In 1951 Solomon Asch conducted an experiment to investigate the extent to which social pressure from a majority group could affect a person to conform.

Asch used a lab experiment to study conformity, whereby 50 male students in the USA participated in a ‘‘vision test’’. He told them it was a vision test. Asch put a naive participant in a room with seven confederates. The confederates had agreed in advance what their responses would be when presented with the line task. The real participant was led to believe that the other seven confederates were also real participants like themselves. Each person in the room had state aloud which comparison line (A, B or C) was most like the target line. The answer was always obvious. The real participant sat at the end of the row and gave his answer last. There were 18 trials in total, and the confederates gave the wrong answer on 12 trials. 12 trials were critical ones. His experiment also had a control condition where there were no confederates, only a “real participant.”

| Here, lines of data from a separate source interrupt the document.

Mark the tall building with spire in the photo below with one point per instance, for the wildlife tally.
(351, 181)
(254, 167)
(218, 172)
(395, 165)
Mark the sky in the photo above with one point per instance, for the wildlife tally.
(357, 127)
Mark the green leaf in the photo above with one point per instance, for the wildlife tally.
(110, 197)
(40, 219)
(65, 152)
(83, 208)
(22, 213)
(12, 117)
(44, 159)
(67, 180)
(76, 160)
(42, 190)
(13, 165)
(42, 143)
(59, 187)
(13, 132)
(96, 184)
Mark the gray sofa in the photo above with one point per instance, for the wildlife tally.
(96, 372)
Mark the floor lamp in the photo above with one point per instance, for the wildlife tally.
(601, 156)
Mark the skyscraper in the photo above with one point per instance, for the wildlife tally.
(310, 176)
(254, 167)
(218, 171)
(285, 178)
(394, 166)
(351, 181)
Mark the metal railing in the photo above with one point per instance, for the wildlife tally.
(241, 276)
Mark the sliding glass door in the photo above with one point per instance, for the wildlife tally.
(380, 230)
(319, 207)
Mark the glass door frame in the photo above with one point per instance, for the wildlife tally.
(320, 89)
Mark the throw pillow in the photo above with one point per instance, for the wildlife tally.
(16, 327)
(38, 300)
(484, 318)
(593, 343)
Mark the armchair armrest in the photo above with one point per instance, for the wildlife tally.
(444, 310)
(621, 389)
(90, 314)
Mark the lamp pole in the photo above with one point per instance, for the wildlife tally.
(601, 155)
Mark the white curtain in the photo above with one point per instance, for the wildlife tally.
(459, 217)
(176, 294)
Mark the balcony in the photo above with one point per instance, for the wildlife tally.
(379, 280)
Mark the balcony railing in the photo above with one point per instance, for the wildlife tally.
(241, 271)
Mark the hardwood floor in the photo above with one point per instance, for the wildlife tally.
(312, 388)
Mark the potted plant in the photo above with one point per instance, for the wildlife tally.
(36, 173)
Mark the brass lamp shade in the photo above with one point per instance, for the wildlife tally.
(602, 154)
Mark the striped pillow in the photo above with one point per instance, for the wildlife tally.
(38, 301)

Over the 12 critical trials, about 75% of participants conformed at least once. If we know that 75% of people are more afraid of public speaking than death, for the reason that they want to be part of a group. We can conclude that, at least once, 75% of people will accept the views of the group, whatever they think.

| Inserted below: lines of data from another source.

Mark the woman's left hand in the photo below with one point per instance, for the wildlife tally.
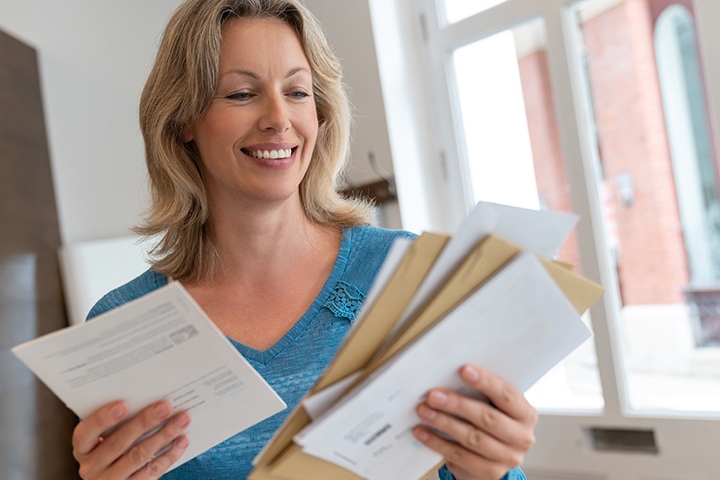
(488, 439)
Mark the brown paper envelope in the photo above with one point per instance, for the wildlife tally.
(364, 341)
(581, 292)
(485, 259)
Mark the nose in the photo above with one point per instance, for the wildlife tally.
(275, 114)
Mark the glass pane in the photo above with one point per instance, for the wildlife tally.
(659, 174)
(513, 154)
(456, 10)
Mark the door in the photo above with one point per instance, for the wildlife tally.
(36, 427)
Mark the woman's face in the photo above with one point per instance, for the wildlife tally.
(257, 136)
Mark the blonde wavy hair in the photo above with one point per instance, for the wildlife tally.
(179, 89)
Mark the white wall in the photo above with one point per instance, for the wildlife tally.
(94, 56)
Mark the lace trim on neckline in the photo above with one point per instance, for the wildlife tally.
(345, 301)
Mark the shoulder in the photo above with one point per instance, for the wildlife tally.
(145, 283)
(363, 252)
(368, 240)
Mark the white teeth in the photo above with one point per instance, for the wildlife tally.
(282, 153)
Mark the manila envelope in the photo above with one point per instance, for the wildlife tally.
(355, 353)
(488, 257)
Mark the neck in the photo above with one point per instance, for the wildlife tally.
(255, 243)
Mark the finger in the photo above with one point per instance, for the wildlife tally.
(87, 433)
(115, 444)
(482, 416)
(159, 465)
(459, 457)
(500, 392)
(467, 435)
(147, 450)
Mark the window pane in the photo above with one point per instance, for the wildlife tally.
(513, 157)
(659, 174)
(456, 10)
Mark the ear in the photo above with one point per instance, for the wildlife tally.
(187, 133)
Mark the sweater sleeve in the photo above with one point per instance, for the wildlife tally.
(515, 474)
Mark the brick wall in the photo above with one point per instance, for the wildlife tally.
(652, 267)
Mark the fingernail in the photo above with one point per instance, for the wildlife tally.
(118, 411)
(470, 373)
(437, 398)
(162, 410)
(427, 413)
(182, 442)
(422, 434)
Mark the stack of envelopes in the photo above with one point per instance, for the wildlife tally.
(489, 295)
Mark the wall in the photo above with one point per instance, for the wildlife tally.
(94, 57)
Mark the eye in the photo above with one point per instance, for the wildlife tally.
(299, 94)
(240, 96)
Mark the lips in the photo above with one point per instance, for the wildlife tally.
(270, 153)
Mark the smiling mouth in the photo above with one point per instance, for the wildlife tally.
(271, 154)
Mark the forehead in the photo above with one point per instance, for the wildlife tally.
(260, 41)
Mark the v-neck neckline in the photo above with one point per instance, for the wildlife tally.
(265, 356)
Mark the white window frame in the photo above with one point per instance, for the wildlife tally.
(563, 447)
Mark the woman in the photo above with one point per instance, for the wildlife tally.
(246, 129)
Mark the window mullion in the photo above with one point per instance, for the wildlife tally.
(706, 14)
(579, 148)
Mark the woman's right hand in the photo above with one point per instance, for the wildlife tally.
(114, 456)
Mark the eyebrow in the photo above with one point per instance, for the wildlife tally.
(251, 74)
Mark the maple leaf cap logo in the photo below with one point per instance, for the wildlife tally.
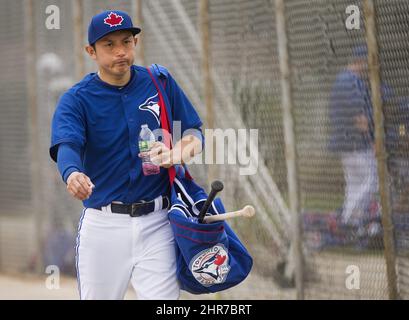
(113, 20)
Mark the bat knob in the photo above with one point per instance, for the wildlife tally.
(250, 211)
(217, 185)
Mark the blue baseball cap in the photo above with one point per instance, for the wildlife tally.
(107, 22)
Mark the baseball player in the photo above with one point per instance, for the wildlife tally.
(124, 233)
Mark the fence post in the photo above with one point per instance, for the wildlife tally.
(138, 21)
(78, 9)
(34, 141)
(207, 79)
(380, 150)
(290, 147)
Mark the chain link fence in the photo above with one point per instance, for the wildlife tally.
(341, 258)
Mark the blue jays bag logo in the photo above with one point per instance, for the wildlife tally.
(152, 105)
(211, 266)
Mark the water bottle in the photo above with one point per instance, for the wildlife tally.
(146, 140)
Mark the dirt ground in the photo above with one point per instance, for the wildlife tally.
(32, 287)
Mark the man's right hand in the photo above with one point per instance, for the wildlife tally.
(79, 185)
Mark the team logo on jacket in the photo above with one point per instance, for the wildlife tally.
(152, 105)
(113, 20)
(211, 266)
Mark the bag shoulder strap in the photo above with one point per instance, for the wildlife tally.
(165, 124)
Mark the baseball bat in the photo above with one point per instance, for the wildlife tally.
(247, 211)
(216, 186)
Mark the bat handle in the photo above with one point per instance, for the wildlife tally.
(217, 186)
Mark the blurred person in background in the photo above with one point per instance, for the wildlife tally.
(352, 137)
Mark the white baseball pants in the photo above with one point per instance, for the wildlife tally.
(113, 249)
(361, 182)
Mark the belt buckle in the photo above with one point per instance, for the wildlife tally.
(134, 207)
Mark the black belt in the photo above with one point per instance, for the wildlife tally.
(139, 208)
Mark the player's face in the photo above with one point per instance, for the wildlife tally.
(115, 52)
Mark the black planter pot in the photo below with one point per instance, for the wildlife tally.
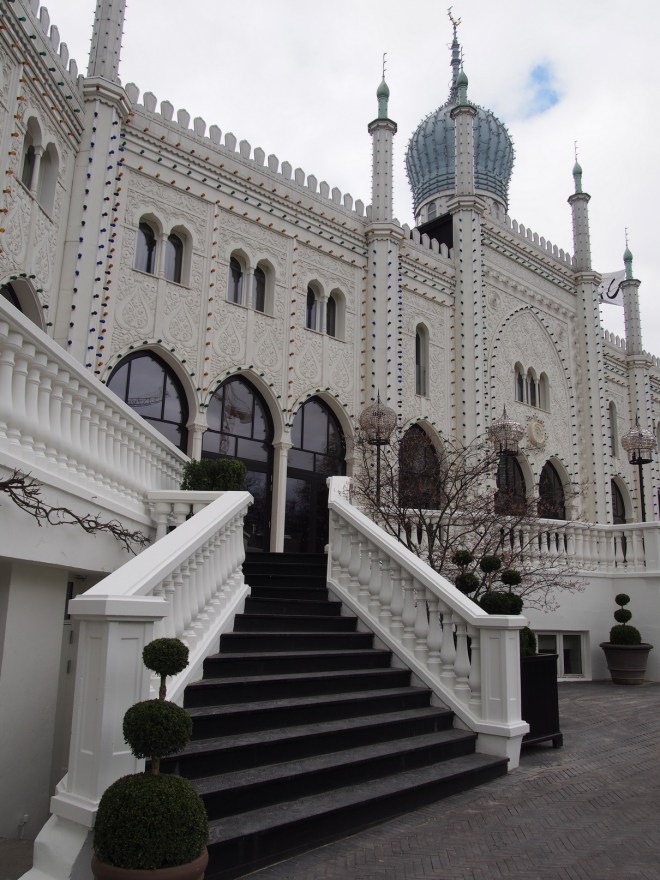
(627, 663)
(540, 699)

On average, about one third (32%) of the participants who were placed in this situation went along and conformed with the clearly incorrect majority on the critical trials.

Only 25% of participants never conformed.

In the control group, with no pressure to conform to confederates, less than 1% of participants gave the wrong answer.

When they were interviewed after the experiment, most of them said that they did not really believe their conforming answers, but had gone along with the group for fear of being ridiculed or thought “peculiar”. A few of them said that they really did believe the group’s answers were correct.

Apparently, people conform for two main reasons:

  • because they want to fit in with the group (normative influence) and
  • because they believe the group is better informed than they are (informational influence).

There are limitations of the study.

  • Asch deceived the student volunteers claiming they were taking part in a ‘vision’ test. However, deception was necessary to produce valid results. He devised what is now regarded as a classic experiment in social psychology.
  • How often are we faced with making a judgment like the one Asch used, where the answer is plain to see?

Asch replied that he wanted to investigate a situation where the participants could be in no doubt what the correct answer was. He could explore the true limits of social influence.

  • Some critics thought the high levels of conformity found by Asch were a reflection of American, 1950’s culture and told us more about the historical and cultural climate of the USA in the 1950s then they do about the phenomena of conformity.
  • Participants were not protected from psychological stress which may occur if they disagreed with the majority.